Король, однажды выдвинувший теорию «кислого самолюбия», не возражал, по-моему, просто чтоб лишний раз не огорчать Володю.
Николай Иванович подолгу расспрашивал меня о Панине, о Колышкине, о Репине – ему интересен был каждый. Он был легок на подъем, не боялся никакой работы, и мы все полюбили его.
Но вот беда: у Николая Ивановича была жена. Когда-то в гороно Зимин обрадовал меня тем, что «одним ударом» дал мне двух преподавателей – физика и историка. Да, тогда я очень рад был не только Николаю Ивановичу, но и его жене. Однако с тех пор радость моя померкла.
Жену Николая Ивановича звали Елена Григорьевна. Она была красивая, молодая – еще моложе Николая Ивановича, – но мы быстро убедились, что ее характер совсем не соответствовал ни внешности, ни возрасту. Такой характер был бы впору злой, сварливой старухе.
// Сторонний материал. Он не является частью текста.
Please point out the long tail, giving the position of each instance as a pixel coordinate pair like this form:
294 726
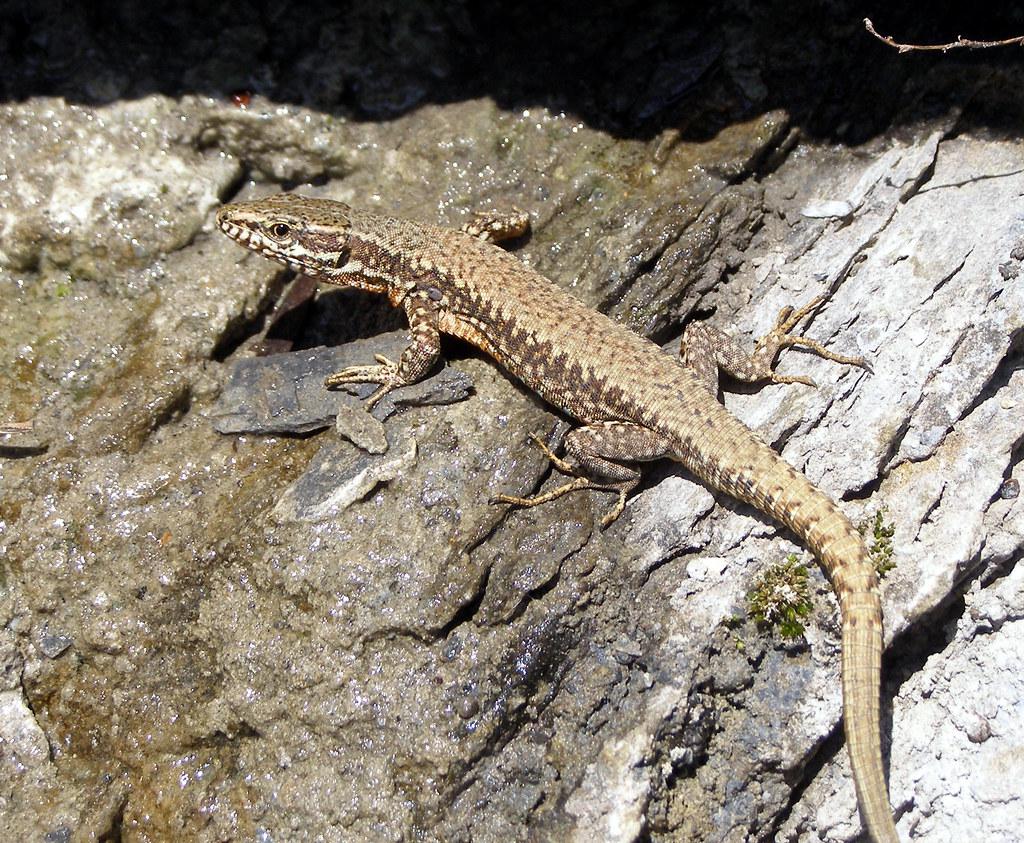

Она приходила в школу хмурая, сердитая. Она никогда не говорила: «Нынче плохая погода». Нет, она выражалась так: «Какой гнусный, мерзкий, отвратительный день!» Она не говорила попросту: «Я устала». Нет, она заявляла мстительно, точно кому-то в укор и назло: «Замучилась, как собака!» Или: «У меня мерзкое настроение». О ребятах она говорила: «Ничего не понимают, тупые, неспособные», «Зачем нас сюда понесло? Ничего глупее нельзя было выдумать!» Она повторяла все это в учительской изо дня в день, громко и раздраженно.
Она не стеснялась ссориться с Николаем Ивановичем на людях. Ссора, впрочем, получалась односторонняя: Елена Григорьевна кричала, а Николай Иванович, краснея, мучаясь и стараясь не глядеть на нас, негромко уговаривал:
– Леля… послушай, Леля… вот придем домой… перестань, пожалуйста, Леля…
Она могла явиться за ним, если он долго засиживался с ребятами, и сказать коротко:
– Николай, домой!
Он вставал, как школьник, багровый и несчастный, и торопливо бормотал:
– Сейчас, сейчас…
И едва они выходили за дверь, до нас доносилось:
– Сто раз я тебе говорила! Это идиотство какое-то!
– Вот чертова баба! – сказал как-то Король после такой сцены, возмущенно глядя им вдогонку. – И чего она всегда на него орет?
– А он, чудак, молчит! – с огорчением сказал Жуков и вдруг, что уж вовсе было на него не похоже, прибавил со злостью: – Я бы ей показал!
– Чисто ведьма… – со вздохом отозвался и Подсолнушкин.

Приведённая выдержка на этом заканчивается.